En todo caso, entre las muchas vueltas y revueltas en la vida de nuestro perfumista, el libro describe sus horribles asesinatos (no hay asesinato que no lo sea) hasta su última fechoría criminal en la que finalmente es descubierto y condenado. Pero henos aquí que el reo, en el día de su ejecución, se impregna de un perfume que produce un atractivo irresistible en la gente a raíz de lo cual resulta absuelto (incluso por el padre de la víctima quien también cae subyugado por el perfume de marras) y, en su lugar, es condenado un inocente.
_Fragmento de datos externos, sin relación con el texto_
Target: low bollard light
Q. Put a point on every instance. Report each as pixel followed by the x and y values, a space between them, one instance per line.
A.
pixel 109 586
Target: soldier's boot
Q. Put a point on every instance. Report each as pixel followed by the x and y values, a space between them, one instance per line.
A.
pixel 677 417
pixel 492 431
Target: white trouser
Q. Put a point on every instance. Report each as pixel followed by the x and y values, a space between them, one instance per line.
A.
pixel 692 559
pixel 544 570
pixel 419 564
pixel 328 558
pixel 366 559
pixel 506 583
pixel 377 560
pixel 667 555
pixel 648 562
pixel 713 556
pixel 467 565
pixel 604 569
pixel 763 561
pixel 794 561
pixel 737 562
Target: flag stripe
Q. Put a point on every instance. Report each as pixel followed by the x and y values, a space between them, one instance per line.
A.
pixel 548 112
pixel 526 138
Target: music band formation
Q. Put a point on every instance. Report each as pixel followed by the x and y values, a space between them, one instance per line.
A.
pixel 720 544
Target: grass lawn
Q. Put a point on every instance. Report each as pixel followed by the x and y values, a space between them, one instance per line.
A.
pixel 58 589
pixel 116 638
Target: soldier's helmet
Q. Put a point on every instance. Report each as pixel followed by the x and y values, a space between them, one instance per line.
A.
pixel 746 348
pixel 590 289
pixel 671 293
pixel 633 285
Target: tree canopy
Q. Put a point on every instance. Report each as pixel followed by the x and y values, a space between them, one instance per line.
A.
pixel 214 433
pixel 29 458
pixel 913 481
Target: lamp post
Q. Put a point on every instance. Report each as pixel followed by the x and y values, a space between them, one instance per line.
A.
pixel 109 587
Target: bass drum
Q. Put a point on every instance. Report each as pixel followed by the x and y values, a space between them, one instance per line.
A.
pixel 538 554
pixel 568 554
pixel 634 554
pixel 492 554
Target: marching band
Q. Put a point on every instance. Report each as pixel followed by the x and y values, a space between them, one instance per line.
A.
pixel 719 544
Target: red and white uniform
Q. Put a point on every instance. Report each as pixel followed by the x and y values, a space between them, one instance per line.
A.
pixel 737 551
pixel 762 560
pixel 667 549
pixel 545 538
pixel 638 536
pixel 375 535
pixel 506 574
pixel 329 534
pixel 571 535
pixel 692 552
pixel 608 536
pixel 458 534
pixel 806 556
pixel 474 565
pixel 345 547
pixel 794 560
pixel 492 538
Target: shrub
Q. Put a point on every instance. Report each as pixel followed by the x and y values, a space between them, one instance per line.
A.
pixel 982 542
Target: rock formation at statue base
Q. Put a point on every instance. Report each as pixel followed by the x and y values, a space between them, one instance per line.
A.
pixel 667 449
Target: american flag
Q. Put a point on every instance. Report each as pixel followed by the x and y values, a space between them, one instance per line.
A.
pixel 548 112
En esta instancia del libro el lector acostumbrado a los atropellos del Leviatán puede fácilmente imaginar un final distinto dada la mente malévola del canalla en cuestión y las posibilidades que le brindaban sus mezclas olorosas para un poder ilimitado, pero el epílogo no cierra la obra de esa manera. Como este personaje repugnante es incapaz de sentir amor por su persona, es por tanto incapaz de amar a otros (el que se odia a si mismo no se permite la satisfacción de amar a otros), entonces resuelve internarse en un barrio de forajidos envuelto en un perfume tan atractivo que era imposible de resistir, situación que surte el efecto deseado: se le abalanzan y lo destrozan. Esos crápulas quedan sorprendidos porque “por primera vez habían hecho algo por amor”.

Conviene recrear el recuerdo de lo bien escrito y tramas mejor argumentadas, uno debe estar prevenido y en guardia de lo que alguien se refirió como “los chacales de la memoria” que a la más mínima distracción esas bestias de rapiña despedazan y engullen sin el menor escrúpulo lo que se ha disfrutado e imaginado con la buena lectura…claro que también eso constituye un buen pretexto para releer lo que ya había sido abordado con fruición.

Este artículo fue publicado originalmente en el Diario de América (EE.UU.) el 19 de mayo de 2011.